Sun Dec 8th through Sat the 14th, 2019 at Vancouver Convention Center
* Update after reading Author Response * Thanks to the authors for addressing my concerns. After reading the other reviews and the author feedback, I believe the changes the authors propose to make will strengthen the paper. I believe the ideas in this paper have value and it is a positive step to establish some theoretical results in this space. I am still concerned with the clarity of the paper, especially for the broader community that might not be very familiar with the disentangled representation literature. With that in mind, I revise my score upward to 6. * Original * Overall, while the paper attempts to tackle some interesting theoretical questions, it is held back by unclear proofs, limited and inconclusive experiments, and lack of novel insight. The work here on its own does not meet the standard for publication. Below are some more specific comments. There seems to be a fundamental issue here, which is the notion that a symmetry is an action that the agent can take, rather than a geometric property of the state space. It would be helpful to clarify exactly what notion of symmetry the group actions are supposed to capture. The paragraph starting at line 112 is confusing. First, the examples of what the group action might be are a bit vague. Second, in line 117 it seems you require the group action to be the dynamics function? Why should the group action on the observation at time t be equal to the observation at time t+1? A symmetry encodes a geometric constraint or property about the state space; it shouldn't be interpreted as an action applied by an agent. The statement of Theorem 1 is confusing. From your notation, it appears that world states w_i are themselves sets? How are they to be interpreted? What does it mean "using a training set T of still images"? The detailed proof in the appendix is likewise confusing.
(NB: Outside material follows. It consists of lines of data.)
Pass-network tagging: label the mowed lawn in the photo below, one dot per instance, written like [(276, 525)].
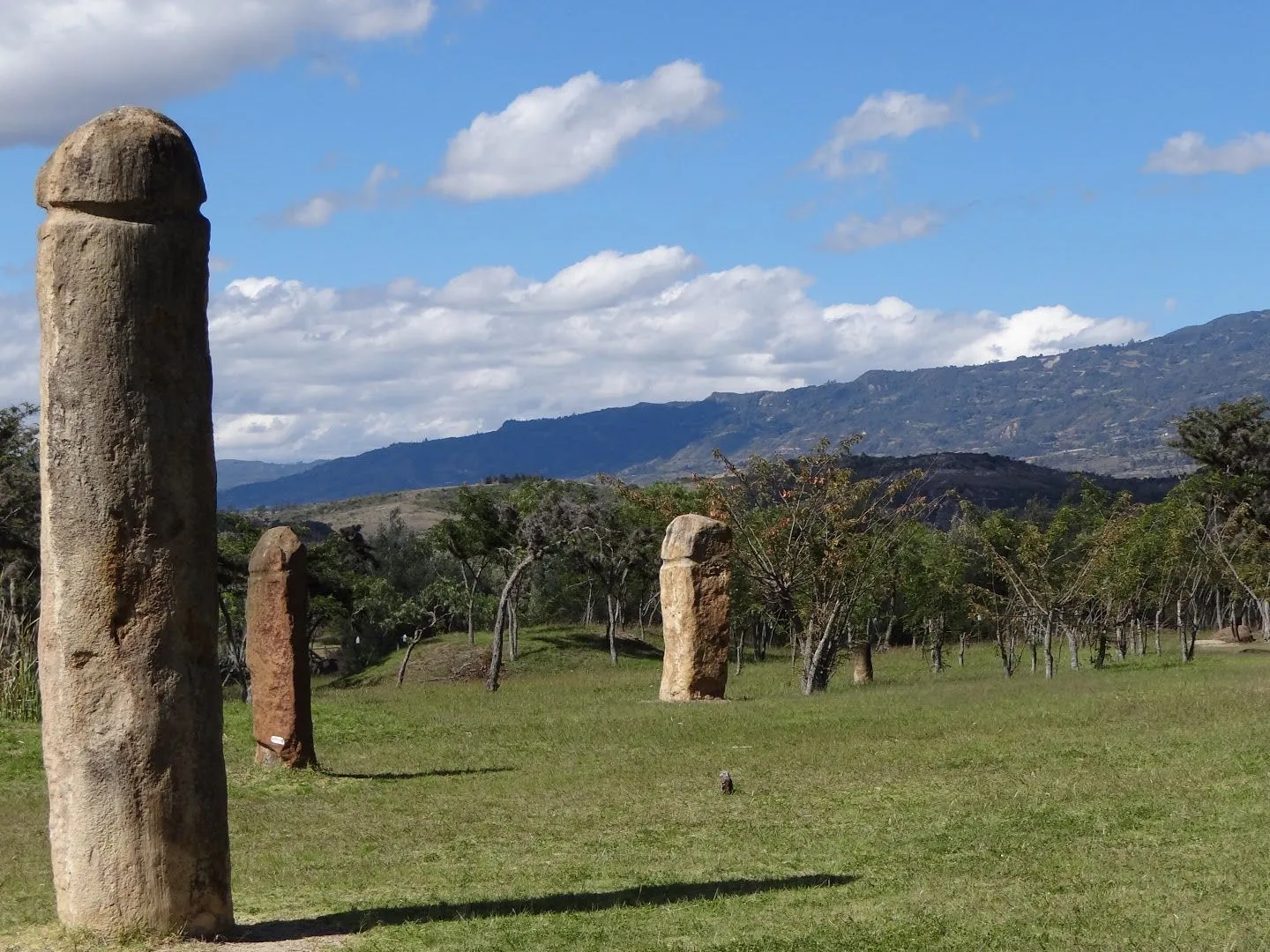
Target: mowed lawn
[(1127, 809)]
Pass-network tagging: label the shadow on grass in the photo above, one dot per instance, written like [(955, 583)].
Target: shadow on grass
[(362, 919), (415, 776), (589, 641)]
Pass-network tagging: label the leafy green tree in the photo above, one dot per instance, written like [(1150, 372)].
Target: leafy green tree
[(478, 530), (814, 542)]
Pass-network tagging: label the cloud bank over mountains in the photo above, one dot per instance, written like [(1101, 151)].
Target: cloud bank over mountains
[(64, 61), (305, 372)]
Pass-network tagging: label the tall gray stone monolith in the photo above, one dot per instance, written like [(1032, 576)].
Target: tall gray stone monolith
[(695, 577), (127, 631), (277, 651)]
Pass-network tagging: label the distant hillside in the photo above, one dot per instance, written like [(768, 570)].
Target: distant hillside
[(1102, 409), (989, 481), (238, 472)]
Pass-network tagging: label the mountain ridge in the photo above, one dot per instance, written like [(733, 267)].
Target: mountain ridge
[(1102, 409)]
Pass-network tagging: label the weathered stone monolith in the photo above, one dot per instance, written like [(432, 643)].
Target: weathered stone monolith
[(277, 651), (695, 579), (127, 631)]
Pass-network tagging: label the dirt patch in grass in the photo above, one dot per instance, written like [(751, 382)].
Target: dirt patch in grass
[(447, 661)]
There appear to be mismatches in notation (cf line 17 in the appendix and line 122 in the main text -- are we considering the cardinality of a world W_i or a world state w_i?). The reference to shuffling the order of states along an axis also doesn't make sense -- there seems to be some major missing details here. The entire proof is difficult to evaluate since it's not at all clear what is being argued. Theorem 2: what is the significance of this result? The experimental results seem inconclusive about which approach is better, since, as the authors note, the task is so simple.
This paper provides theoretical results showing that in order to learn disentangled representations grounded in symmetry transformations, as recently defined by Higgins et al (2018), it is necessary to have access to the actions producing observation changes. It them proposes a new model architecture that is able to exploit this information to learn symmetry based disentangled representations (SBDR). Finally, the paper demonstrates that disentangled representations improve sample efficiency for inverse model learning. The work is a first step building on the recent theoretical paper by Higgins et al (2018) that defines disentangling in terms of symmetry transformations. Hence, this work is an important step that other can build on. The submission is technically sound and provides both theoretical and empirical contributions. However, the empirical contributions are quite limited, since the authors only use one very simple dataset. I would have liked to see the approach evaluated on more challenging datasets too. Saying this, the paper is very well written and I think it makes a significant enough contribution to the field to be published in providing a proof of principle demonstration of how to address a challenging problem (learning SBDR). ---- Post author feedback ------ Thank you for your detailed feedback. I leave my score unchanged given that it was favourable to start with.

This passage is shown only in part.